71 Similarly, the second letter was plainly sent to meet procedural fairness requirements. It was written after the AAT hearing and in circumstances where the AAT had recently come into possession of a DFAT country report dated 18 December 2015 on Sri Lanka. The AAT afforded the appellant the opportunity to comment on and respond to the document if he so wished. As noted above, he availed himself of that opportunity.
72 I accept the Minister's submission that Div 4 provides the minimum requirements for procedural fairness. This is not inconsistent with s 422B because, in its terms, that provision operates to deem Div 4 to be an exhaustive statement of requirements of the natural justice hearing rule in relation to the matters it deals with. Accordingly, there is scope for the residual operation of procedural fairness requirements which are not otherwise "dealt with" in Div 4. As Mr Swan submitted, there is no need to identify an explicit source of statutory power for the AAT to send the two invitation letters because their despatch was done in order to fulfil the AAT's residual procedural fairness obligations.
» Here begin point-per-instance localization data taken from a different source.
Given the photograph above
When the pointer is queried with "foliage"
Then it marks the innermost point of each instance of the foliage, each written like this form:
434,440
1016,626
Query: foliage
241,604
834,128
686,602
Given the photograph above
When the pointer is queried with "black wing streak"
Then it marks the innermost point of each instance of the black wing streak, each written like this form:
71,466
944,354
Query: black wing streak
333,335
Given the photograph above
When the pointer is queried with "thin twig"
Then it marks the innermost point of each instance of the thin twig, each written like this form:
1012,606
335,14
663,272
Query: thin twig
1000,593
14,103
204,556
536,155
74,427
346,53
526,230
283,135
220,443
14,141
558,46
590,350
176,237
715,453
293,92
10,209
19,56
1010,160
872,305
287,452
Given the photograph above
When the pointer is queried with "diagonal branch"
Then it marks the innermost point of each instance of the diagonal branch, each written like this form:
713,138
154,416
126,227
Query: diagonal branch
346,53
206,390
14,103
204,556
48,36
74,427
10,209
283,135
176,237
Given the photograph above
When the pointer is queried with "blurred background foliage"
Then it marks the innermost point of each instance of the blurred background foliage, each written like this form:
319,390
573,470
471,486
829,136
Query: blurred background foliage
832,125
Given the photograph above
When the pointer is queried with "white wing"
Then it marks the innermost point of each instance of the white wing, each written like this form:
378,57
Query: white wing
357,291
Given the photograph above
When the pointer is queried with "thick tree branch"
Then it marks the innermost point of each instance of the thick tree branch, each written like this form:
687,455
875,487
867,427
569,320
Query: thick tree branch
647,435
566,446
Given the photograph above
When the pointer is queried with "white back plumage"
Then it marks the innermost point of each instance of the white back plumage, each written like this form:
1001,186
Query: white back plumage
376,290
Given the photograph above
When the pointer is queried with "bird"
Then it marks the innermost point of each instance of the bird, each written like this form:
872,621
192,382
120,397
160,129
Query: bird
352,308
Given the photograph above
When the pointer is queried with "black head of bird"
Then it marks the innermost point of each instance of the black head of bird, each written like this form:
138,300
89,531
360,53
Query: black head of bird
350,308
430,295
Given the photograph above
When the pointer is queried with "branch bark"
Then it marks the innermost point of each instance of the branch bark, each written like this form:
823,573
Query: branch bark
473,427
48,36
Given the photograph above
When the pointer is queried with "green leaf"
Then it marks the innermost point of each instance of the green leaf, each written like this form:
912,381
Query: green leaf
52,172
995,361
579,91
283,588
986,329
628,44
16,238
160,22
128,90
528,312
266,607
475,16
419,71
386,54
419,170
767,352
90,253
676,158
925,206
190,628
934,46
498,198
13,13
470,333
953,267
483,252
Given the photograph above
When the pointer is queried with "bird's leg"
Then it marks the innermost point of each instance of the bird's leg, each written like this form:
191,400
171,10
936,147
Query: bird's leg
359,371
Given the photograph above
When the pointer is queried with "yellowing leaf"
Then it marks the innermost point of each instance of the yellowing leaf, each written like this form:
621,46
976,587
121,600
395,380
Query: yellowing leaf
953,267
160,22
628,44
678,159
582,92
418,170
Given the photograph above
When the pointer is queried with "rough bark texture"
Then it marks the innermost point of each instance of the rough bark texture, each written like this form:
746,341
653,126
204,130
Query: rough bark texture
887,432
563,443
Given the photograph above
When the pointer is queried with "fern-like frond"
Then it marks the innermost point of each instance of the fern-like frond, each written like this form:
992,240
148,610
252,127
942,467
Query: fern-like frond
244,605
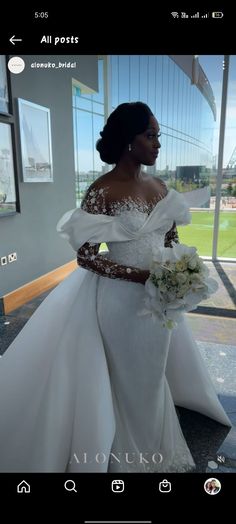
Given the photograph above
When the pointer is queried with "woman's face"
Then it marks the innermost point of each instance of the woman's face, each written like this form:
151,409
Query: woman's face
145,147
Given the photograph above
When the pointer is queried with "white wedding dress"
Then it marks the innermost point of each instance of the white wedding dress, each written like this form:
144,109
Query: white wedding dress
88,385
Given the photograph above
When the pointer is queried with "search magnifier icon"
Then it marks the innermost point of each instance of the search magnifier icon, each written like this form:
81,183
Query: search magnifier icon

73 In my respectful view, the appellant's criticisms of the primary judge's finding on this matter is based on a false premise, namely that Div 4 of Pt 7 constitutes an exhaustive statement of the hearing limb of natural justice requirements, with the consequence that a source of power has to be found within the provisions in that Division for the sending of the two letters. That premise underpins the appellant's ultimate submission that the source of power can only be s 424. The flaw in this argument is that it overstates the effect of s 422B, which confines the exhaustive ambit of Div 4 to matters which are dealt with in the Division. This leaves residual room for the natural justice hearing rule to apply to matters which are not dealt with in Div 4.
74 No appealable error has been demonstrated in respect of the primary judge's finding that s 424(2) had no application to the two invitation letters. Ground 3 of the notice of appeal is rejected.
75 In these circumstances, it is unnecessary to determine ground 4, which is predicated on the Court accepting the appellant's contention that the primary judge erred in finding that s 424 did not apply to the two letters.
76 For completeness, as noted above, the Minister did not seek to defend the primary judge's finding at [62] of his reasons for judgment that s 424(2) did not apply to a review applicant. That finding was plainly in error (see SAAP at [6] per Gleeson CJ), but the error is immaterial because the primary judge was correct to conclude on an alternative basis that s 424(2) did not apply to the two invitation letters.
77 In the circumstances, it is also unnecessary to address the Minister's amended notice of contention.